Ajustar el 30% sin eliminar lo que genera bienestar
Esta parte del presupuesto corresponde a gustos y estilo de vida. La idea no es eliminarlo, porque el bienestar emocional también es parte de unas finanzas saludables. En cambio, conviene priorizar actividades que aporten valor real: salidas más económicas, experiencias gratuitas, eventos culturales de acceso abierto o suscripciones compartidas. Reducir no significa renunciar; significa mantener lo placentero con decisiones más inteligentes.
Convertir el ahorro en un hábito innegociable
El 20% destinado al ahorro e inversiones suele ser el más afectado cuando todo sube de precio. No obstante, mantenerlo establecido —así sea ajustando temporalmente el monto— protege tu seguridad financiera. Una opción es dividirlo: una parte para emergencias y otra para metas de mediano plazo. Automatizar el ahorro evita depender de la fuerza de voluntad y permite construir un colchón financiero que amortigua los efectos de la inflación.
Ingresos adicionales: un aliado silencioso
Cuando el presupuesto está apretado, crear nuevas fuentes de ingreso puede hacer la diferencia. Pequeños servicios por horas, ventas de artículos en desuso, habilidades digitales o trabajos por demanda ayudan a reforzar el 20% de ahorro sin afectar lasnecesidades básicas. Aunque parezcan montos pequeños, su constancia genera alivio financiero.

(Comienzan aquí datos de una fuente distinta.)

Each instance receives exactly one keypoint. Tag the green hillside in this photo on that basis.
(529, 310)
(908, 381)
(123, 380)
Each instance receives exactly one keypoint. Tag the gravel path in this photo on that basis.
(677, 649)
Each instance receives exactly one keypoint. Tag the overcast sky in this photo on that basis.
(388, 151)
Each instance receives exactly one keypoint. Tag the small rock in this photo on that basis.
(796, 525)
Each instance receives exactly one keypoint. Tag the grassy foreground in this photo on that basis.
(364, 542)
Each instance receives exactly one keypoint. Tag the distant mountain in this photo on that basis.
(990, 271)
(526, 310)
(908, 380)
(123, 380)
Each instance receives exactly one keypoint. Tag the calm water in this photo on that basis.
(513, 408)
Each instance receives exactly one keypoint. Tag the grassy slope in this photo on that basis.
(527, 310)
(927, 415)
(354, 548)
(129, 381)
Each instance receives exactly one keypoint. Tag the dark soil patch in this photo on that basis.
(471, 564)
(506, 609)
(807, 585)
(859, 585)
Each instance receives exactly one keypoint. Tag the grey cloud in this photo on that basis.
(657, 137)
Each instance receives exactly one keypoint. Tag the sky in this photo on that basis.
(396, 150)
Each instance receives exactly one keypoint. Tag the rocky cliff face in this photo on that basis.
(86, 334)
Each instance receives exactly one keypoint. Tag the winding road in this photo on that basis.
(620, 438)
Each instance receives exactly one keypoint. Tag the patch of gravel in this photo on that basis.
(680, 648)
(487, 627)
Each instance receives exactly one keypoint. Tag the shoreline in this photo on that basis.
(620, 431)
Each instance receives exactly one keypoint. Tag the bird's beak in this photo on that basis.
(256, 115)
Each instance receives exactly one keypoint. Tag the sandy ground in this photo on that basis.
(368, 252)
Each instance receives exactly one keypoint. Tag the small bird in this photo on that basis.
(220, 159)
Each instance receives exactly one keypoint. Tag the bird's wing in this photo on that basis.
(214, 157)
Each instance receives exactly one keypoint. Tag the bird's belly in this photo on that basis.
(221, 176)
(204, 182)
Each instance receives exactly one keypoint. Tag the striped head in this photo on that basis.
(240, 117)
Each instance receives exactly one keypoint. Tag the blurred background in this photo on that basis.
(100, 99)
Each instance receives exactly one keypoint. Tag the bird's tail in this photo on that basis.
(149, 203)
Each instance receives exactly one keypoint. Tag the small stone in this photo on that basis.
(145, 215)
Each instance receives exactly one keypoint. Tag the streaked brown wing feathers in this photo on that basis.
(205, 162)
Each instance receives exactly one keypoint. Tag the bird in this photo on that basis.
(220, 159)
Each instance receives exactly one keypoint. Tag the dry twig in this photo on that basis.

Un esquema flexible para tiempos cambiantes
El 50-30-20 no debe verse como una regla rígida, sino como un punto de partida adaptable. Es normal que los porcentajes se muevan según la etapa de vida, los objetivos y los cambios económicos. Lo importante es mantener una estructura que permita tomar decisiones conscientes y evitar gastos impulsivos.
Cuidar las finanzas en un entorno inflacionario es un reto, pero con organización y hábitos sostenibles es posible avanzar sin perder bienestar. En ese camino, Coomeva acompaña a quienes buscan una vida financiera más estable, brindando respaldo y herramientas para construir seguridad económica en cada etapa.
Referencias
1. Warren, E., & Tyagi, A. All Your Worth: The Ultimate Lifetime Money Plan.
2. Norton, M. The Psychology of Spending and Saving. Harvard Business Review.